Entah kenapa tahun ini Jakarta sering diguyur hujan. Bahkan sejak belum masuk musim penghujan pun, Jakarta sudah sering diguyur hujan. Apa karena imbas dari tahun lalu yang jarang hujan, sehingga hujan pada balas dendam di tahun ini, entahlah. Namun apapun fenomena alam ini, justru hujan membawa berkah bagi warga Jakarta yang kurang beruntung.
Di saat hujan mengguyur kawasan perkantoran Sudirman Jakarta pada saat jam-jam kerja, apalagi pada saat jam istirahat, yaitu pada pukul 12:00-13:00, ojek payung pun jadi rebutan. Ini bukan pemandangan yang tak lazim, tapi sudah biasa di Jakarta ini setiap kali hujan turun membasahi kawasan protokol ibukota negara ini.
Warga sekitar Sudirman dan Karet Tengsin meraup rejeki dengan jasa ojek payung. Tarifnya enggak dipatok, namun biasanya untuk jarak dekat Rp 2 ribu. Tergantung kebaikan hati sang pengguna ojek payung, mau ngasih lebih, monggo.

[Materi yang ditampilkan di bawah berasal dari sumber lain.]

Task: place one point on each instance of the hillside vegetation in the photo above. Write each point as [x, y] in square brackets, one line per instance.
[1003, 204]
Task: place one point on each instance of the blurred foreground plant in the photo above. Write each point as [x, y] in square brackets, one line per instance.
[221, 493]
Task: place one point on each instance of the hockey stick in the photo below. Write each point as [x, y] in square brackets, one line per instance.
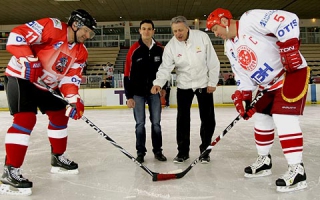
[163, 176]
[225, 131]
[208, 149]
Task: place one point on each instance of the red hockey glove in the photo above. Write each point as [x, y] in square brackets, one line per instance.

Kalau lokasi makan siangnya agak jauh, sedangkan jam istirahat sudah mepet menjelang pukul 13:00, maka mau tak mau ongkosnya bisa Rp 4 ribu sampai Rp 5 ribu. Para pengojek payung itu rela basah kuyub dan kedinginan dihajar terpaan air hujan, yang penting recehan rupiah masuk dalam kantong plastik supaya enggak basah oleh air hujan.
Siang tadi aku menggunakan jasa ojek payung itu karena Jakarta diguyur hujan lagi. Ku serahkan Rp 5 ribu buat sang pengojek payung, seorang anak tanggung yang menggosok-gosok telapak tangannya supaya hangat karena gemetaran akibat dinginnya air hujan yang mengguyur sekujur tubuhnya.
Aku tanya, "Hari ini sudah dapat berapa?" Ia jawab, "Alhamdulilah, sudah dapat Rp 20 ribu". Padahal hujan baru mengguyur kurang lebih sekitar 30 menit.
“Lumayan juga ya, mudah-mudahan hujannya lama”, aku menghiburnya. Ia tersenyum dan mengucapkan terima kasih ketika ku berikan Rp 5 ribu ke tangannya. Setelah menerima uang itu, ia pun segera berlari mengejar rejeki menuju gedung perkantoran sebelah yang banyak karyawan terjebak hujan di koridor samping gedung.
Hitung-hitungan kasar aku, kalau dalam 30 menit saja ia sudah dapat Rp 25 ribu, artinya kalau hujan mengguyur selama sejam, ia bisa mengantongi kurang lebih Rp 50 ribu rupiah. Kalau setiap hari hujan antara jam 12:00-13:00, maka dalam 22 hari kerja dalam sebulan ia sudah bisa peroleh rejeki kurang lebih sekitar Rp 1,100,000. Lumayan buat bantu orangtuanya bayar uang sekolah, beli buku, jajan, dan kebutuhan sekolah lainnya.
Di Jakarta ini memang harus kreatif supaya bisa bertahan hidup. Apapun, segala macam cara, bisa dijadikan uang. Contohnya, di setiap hari Jumat, anak-anak tanggung ini juga meraup rejeki dengan menjual koran bekas bagi para kaum Muslimin yang hendak Sholat Jumatan untuk dijadikan alas duduk diarea luar Masjid
Begitu pula setiap hari Minggu sore di Gereja GPIB Bukit Moria, Pancoran Jakarta. Setiap kali selesai ibadah Minggu sore, segerombolan pengamen sudah berdiri di gerbang Gereja menyanyikan lagu-lagu rohani secara medley dengan gitar, biola, Harmonika, dan gendang.
Para Jemaat yang baru keluar Gereja pun merasa senang dan terhibur serta merasa diberkati sehingga tak ayal lagi kardus para pengamen itu penuh dengan uang Rp 5 ribu sampai Rp 10 ribu. Padahal mereka adalah para pengamen yang nongkrong di perempatan Pancoran, tapi hebatnya bisa hafal lagu rohani luar kepala.